Background: Kidney transplant recipients (KTRs) demonstrate a suboptimal response to SARS-CoV-2 vaccination due to chronic immunosuppression. An additional vaccine dose successfully elicits an antibody response in a proportion of patients; the impact of immunosuppressants on generating durable and high-quality memory T cells have not been fully elucidated.
Method: To assess the relevance of immunosuppression profile on vaccine response, we retrospectively analysed the humoral, cellular CD4 and CD8 responses in KTR patients who receiving calcineurin (CNI; tacrolimus, mycophenolate, prednisolone, n=42) compared to mTOR inhibitor-based regimens (mTORi; rapamycin/everolimus, mycophenolate, prednisolone, n=18). In-depth phenotypical and functional of memory T cell were characterised post SARS-CoV-2 vaccination. An additional animal study was also conducted to investigate the effects of rapamycin on T stem cell memory (Tscm) generation.
Result: Compared with patients on CNI, the median of anti-spike IgG titre was 24-fold higher in mTORi groups (AUC 0.2848 vs 6.766; p < 0.05).

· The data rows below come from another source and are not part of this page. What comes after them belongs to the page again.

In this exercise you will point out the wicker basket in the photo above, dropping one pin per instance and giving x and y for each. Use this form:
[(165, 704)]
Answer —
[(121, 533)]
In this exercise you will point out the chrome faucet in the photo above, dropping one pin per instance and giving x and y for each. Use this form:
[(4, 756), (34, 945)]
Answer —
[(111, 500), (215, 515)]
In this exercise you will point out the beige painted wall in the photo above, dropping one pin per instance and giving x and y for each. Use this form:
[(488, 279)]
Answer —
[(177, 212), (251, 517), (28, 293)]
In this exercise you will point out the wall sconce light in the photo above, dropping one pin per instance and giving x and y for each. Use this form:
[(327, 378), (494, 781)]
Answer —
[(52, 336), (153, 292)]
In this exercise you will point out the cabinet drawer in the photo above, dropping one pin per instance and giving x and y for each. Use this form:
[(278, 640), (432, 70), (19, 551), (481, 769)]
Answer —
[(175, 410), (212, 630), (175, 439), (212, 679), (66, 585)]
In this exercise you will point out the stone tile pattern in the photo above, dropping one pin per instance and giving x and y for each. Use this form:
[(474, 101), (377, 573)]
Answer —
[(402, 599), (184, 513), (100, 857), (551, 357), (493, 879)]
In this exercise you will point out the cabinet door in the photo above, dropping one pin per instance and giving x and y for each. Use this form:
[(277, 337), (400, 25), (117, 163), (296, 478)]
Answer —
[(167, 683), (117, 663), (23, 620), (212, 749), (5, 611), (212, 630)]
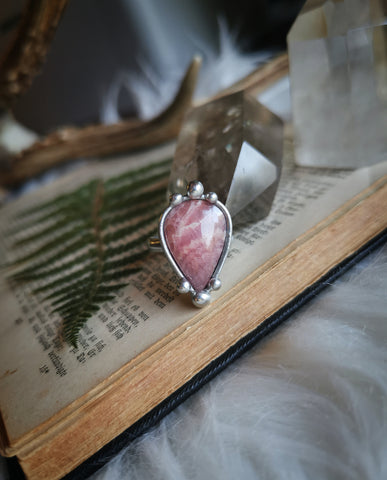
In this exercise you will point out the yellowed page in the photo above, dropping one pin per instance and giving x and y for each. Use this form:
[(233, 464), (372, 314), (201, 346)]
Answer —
[(39, 378)]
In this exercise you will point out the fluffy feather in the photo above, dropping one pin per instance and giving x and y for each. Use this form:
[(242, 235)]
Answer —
[(308, 402), (151, 91)]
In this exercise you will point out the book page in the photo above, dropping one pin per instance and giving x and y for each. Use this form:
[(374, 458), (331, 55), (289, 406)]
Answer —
[(39, 376)]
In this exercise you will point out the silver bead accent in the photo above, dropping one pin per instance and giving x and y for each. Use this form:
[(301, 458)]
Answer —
[(195, 190), (201, 299), (184, 286), (175, 199), (212, 197), (215, 283)]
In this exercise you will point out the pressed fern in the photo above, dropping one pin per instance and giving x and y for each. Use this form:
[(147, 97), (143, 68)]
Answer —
[(82, 246)]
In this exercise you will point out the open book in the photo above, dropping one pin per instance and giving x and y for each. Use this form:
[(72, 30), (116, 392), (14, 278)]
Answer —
[(59, 405)]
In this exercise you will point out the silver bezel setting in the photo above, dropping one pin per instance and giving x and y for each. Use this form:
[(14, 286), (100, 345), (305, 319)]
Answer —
[(195, 191)]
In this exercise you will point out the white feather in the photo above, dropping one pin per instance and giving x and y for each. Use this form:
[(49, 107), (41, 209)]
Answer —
[(151, 90), (308, 402)]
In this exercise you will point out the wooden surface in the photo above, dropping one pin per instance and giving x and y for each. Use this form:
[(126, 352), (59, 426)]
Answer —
[(73, 435)]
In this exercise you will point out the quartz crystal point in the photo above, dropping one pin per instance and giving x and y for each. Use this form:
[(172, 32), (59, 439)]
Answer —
[(233, 146), (338, 74)]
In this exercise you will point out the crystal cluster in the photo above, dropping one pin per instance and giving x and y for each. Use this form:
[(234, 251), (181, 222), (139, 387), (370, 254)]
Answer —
[(233, 146), (338, 72)]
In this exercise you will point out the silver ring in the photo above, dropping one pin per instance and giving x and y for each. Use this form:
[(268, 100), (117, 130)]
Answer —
[(204, 241)]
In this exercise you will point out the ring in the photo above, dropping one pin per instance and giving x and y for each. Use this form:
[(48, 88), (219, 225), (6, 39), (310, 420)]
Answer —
[(195, 234)]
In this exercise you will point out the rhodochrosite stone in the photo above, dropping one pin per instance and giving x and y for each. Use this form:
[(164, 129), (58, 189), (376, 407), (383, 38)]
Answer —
[(195, 233)]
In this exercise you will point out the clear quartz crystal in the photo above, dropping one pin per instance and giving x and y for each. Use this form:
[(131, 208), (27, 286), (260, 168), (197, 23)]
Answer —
[(338, 72), (233, 146)]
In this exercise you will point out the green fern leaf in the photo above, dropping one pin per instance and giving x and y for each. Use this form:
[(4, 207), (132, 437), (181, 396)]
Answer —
[(80, 248)]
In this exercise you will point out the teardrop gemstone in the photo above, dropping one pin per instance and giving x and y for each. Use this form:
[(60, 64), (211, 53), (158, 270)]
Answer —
[(195, 233)]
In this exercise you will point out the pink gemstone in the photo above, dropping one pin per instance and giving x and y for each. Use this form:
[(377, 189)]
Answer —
[(195, 232)]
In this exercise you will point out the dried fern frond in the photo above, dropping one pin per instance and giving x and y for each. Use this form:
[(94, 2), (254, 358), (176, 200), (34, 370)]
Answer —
[(80, 247)]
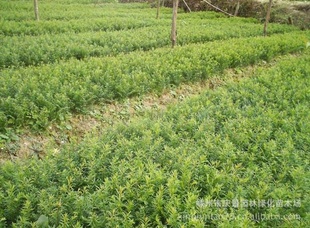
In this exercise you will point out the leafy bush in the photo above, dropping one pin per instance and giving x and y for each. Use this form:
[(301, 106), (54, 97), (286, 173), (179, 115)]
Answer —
[(28, 100), (245, 141)]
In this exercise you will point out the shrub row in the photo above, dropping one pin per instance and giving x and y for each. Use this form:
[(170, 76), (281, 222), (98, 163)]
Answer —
[(247, 141), (49, 48), (35, 96)]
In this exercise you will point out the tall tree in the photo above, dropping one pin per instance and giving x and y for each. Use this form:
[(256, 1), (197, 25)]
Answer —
[(36, 9), (174, 23), (267, 17)]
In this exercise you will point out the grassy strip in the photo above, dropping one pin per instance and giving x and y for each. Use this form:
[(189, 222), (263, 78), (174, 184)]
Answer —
[(37, 95), (245, 141)]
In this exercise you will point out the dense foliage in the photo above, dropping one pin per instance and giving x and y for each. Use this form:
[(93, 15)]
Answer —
[(245, 141)]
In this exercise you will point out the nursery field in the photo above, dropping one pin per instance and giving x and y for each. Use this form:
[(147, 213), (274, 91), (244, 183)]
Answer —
[(234, 155)]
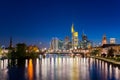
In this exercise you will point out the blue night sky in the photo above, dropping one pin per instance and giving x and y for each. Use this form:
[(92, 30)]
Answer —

No significant difference was observed in anti-RBD-IgG titre (33% vs 33%) and neutralisation capacity between CNI and mTORi groups (11.9% vs 20%). Likewise, the spike-specific T cell response was predominantly induced in mTORi groups, 12-fold greater than that of patients with CNI (SFU 520 vs 43/10⁶ cells). Moreover, mTORi groups exhibited overall increase in spike specific T cell population with polyfunctional across naïve-like, central, and effector memory subsets. In animal study, peri-vaccination of rapamycin significantly enhanced the frequency of spike-specific memory T cell pool and associated with increased Tscm (AIM⁺CD44^-CD62L⁺SCA-1⁺).
Conclusion: We suggest that rapamycin selectively boosts T cell immunity by facilitating the generation of full spectrum of memory subsets, including Tscm. Rapamycin could be a potential adjuvant to induce long-lasting immune protection against COVID-19 in transplant recipients.